Camille Paglia, cultural scholar and maverick liberal Democrat, has given a politically themed interview to the left-wing online magazine Salon in which she touches on some media issues. (HT: National Review Online's Hot Links.)
Previously, Paglia has readily acknowledged that liberal media bias exists, and that it's hardly a new phenomenon; she's said that Barry Goldwater was the target of a "vicious media assault" during the 1964 presidential campaign.
In the Salon interview, Paglia argues that the media and Democrats were guilty of "gargantuan overkill" in their treatment of the Mark Foley matter, but that the excessive coverage actually wound up being a "tremendous boon" to President Bush because it distracted the public from the Iraq war.
Later, Paglia states that an
overblown fear of Fox News is such a sentimentality on the part of too many Democrats. Talk radio is infinitely more powerful than Fox. Radio hosts are blanketing the country with round-the-clock conservative ideology -- not because they're dastardly conspirators manipulating the media but because they've achieved their success, market by market, in creating programs that millions of people want to listen to. The recent filing for bankruptcy by Air America dramatizes my party's abject failure to produce shows that are informative and entertaining and that systematically build an audience -- the way all the top radio hosts did who climbed the ladder from obscurity to their present prominence. Aren't we the party of Hollywood? The fact that we've failed so miserably at this central medium of communication shows how something has gone very wrong in Democratic sensibility.
Elsewhere in the interview, Paglia goes after targets on both the left and the right.

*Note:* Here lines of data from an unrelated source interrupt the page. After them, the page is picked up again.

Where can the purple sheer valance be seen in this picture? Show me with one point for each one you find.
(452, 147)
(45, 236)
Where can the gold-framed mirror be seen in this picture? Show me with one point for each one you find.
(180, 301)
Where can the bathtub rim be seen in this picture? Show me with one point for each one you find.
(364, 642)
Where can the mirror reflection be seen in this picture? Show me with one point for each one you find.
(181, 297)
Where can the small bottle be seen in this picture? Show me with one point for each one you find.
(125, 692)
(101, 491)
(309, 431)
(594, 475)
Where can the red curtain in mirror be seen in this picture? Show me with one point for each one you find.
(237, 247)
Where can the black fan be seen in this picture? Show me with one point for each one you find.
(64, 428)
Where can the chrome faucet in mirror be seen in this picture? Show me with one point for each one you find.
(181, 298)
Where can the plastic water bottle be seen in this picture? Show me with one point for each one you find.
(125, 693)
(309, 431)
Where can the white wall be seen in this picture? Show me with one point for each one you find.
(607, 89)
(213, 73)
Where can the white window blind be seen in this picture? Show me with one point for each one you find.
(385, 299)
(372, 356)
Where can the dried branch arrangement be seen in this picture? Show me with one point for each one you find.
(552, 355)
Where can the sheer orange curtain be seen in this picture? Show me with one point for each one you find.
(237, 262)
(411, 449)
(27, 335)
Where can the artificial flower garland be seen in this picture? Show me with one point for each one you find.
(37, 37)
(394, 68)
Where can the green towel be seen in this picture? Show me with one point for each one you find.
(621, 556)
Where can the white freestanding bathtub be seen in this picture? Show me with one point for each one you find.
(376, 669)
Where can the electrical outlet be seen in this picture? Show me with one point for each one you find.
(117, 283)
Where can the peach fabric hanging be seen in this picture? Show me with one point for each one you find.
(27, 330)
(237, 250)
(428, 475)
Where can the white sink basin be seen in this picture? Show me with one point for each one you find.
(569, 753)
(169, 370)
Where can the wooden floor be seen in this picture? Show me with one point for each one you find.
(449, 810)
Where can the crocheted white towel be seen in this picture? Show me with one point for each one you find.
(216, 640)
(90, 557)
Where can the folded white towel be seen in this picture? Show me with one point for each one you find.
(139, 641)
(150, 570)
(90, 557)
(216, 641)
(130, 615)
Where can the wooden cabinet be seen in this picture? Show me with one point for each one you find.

She decries the "lumpish provincialism" and "narrow, limited mind" of Dick Cheney, but calls John Edwards "a lightweight" and claims that Bill Clinton is "turning into a compulsive blabbermouth who is compromising his own dignity as a former president." And then there's her declaration that Noam Chomsky's "hatred of the United States is pathological -- stemming from some bilious problem with father figures that is too fetid to explore."